Trump courts GOP insiders at low-key events in early voting states ahead of 2024 primaries

FPresident Donald Trump followed up his Saturday afternoon event in New Hampshire with a similar-style campaign stop in South Carolina.

The two stops were the former president’s first public events since formally launching his 2024 presidential bid and marked a marked departure from his typical high-profile rallies. Trump’s first event, the annual New Hampshire GOP meeting in Salem, took place in a high school auditorium. He introduced his South Carolina leadership team at a closed-door event inside the State Capitol later that afternoon. Both meetings were attended only by GOP insiders, unlike his mega-rallys attended by thousands, but Trump’s Saturday speeches followed his typical script.


“The 2024 election is our only chance to save our country and we need a leader who is ready to do it on day one. We need a fighter who can stand up to the left, who can face the quagmire, stand up to the media, stand up to the deep state,” Trump told the small crowd at the State Capitol. “May I say stand up to the RINOs? To stand up to the globalists and China, and stand up for America. And that’s what we do, stand up for America.”

The RINO joke, a reference to the term “Republican in name only,” serves as a dig at many of the political pundits Trump was talking to. The event itself took place in an extraordinary setting for the former president, who has built his political reputation by taking on the establishment.

Trump’s visits to the two early voting states highlight his efforts to shore up GOP support for his 2024 bid before other Republicans enter the primary race.

Trump said of his state leadership team, which includes South Carolina Gov. Henry McMaster and Sen. Lindsey Graham (R-SC), “I really appreciate, I really respect these people … and the state and God bless . you. We need God’s blessings, the country is in big, big trouble. We’re going to turn around and we’re going to do it fast.”
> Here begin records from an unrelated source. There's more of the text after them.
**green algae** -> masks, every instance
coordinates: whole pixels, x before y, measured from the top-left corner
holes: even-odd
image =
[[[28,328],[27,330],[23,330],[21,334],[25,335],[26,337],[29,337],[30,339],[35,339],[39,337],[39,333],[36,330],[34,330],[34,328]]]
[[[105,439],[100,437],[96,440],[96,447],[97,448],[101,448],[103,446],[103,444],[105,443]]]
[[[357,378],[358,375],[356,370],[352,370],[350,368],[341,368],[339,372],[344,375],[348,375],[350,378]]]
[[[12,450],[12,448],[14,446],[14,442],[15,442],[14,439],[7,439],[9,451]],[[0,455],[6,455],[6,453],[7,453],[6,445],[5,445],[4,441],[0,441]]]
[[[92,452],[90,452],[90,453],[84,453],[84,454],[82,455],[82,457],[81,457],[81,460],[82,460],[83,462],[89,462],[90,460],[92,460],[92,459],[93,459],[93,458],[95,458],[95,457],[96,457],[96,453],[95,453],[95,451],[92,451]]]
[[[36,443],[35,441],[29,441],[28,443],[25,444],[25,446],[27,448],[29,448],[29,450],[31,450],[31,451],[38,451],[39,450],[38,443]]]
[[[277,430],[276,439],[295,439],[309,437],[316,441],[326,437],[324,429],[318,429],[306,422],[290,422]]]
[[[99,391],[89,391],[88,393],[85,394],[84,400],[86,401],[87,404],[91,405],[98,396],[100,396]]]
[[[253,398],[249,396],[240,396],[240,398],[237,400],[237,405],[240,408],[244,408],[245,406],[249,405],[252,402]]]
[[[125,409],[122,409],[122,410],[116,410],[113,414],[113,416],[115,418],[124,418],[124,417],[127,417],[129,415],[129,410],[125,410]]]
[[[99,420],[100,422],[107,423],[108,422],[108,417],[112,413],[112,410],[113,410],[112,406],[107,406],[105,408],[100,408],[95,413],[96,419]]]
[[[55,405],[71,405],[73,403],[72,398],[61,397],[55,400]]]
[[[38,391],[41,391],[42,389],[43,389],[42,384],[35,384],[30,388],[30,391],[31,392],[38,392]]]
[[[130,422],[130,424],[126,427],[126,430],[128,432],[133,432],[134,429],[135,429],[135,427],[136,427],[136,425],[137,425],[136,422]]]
At another point, he said he planned to keep the state’s presidential primary the “first in the South” and called it a “very important state.”

The former president also dismissed media comments about his new campaign style, telling the crowd, “You know, when I announced a couple of months ago, the fake news was saying, ‘Why isn’t he campaigning? There’s d ‘there’s something wrong’. I said, “There are two years until the election, give me a break.” But we have big rallies planned, bigger than ever, the rallies are really bigger than ever because there’s a spirit like we’ve never seen before.”

Top Trump advisers addressed the matter in an interview with Politico in mid-January, telling the outlet that the 45th president had spent the two months since launching his bid opening a campaign headquarters, hiring staff and traveling to key main states.


“Not everything that happens in the campaign is in the public eye … There is a level of expectation that is perhaps driven by people who don’t see the campaign in perhaps the most positive light,” the adviser said Trump principal Chris LaCivita. way out. “You have to manage your resources, you have to plan, and you have to be prepared, and so all of that, we don’t advertise those aspects of creating campaigns, of organizing campaigns.”

“This campaign is going to be about the future. This campaign is going to be about issues,” Trump said to applause from those at the State Capitol. “Joe Biden has put America on the fast track to ruin and destruction, and we’re going to make sure he doesn’t get four more years.”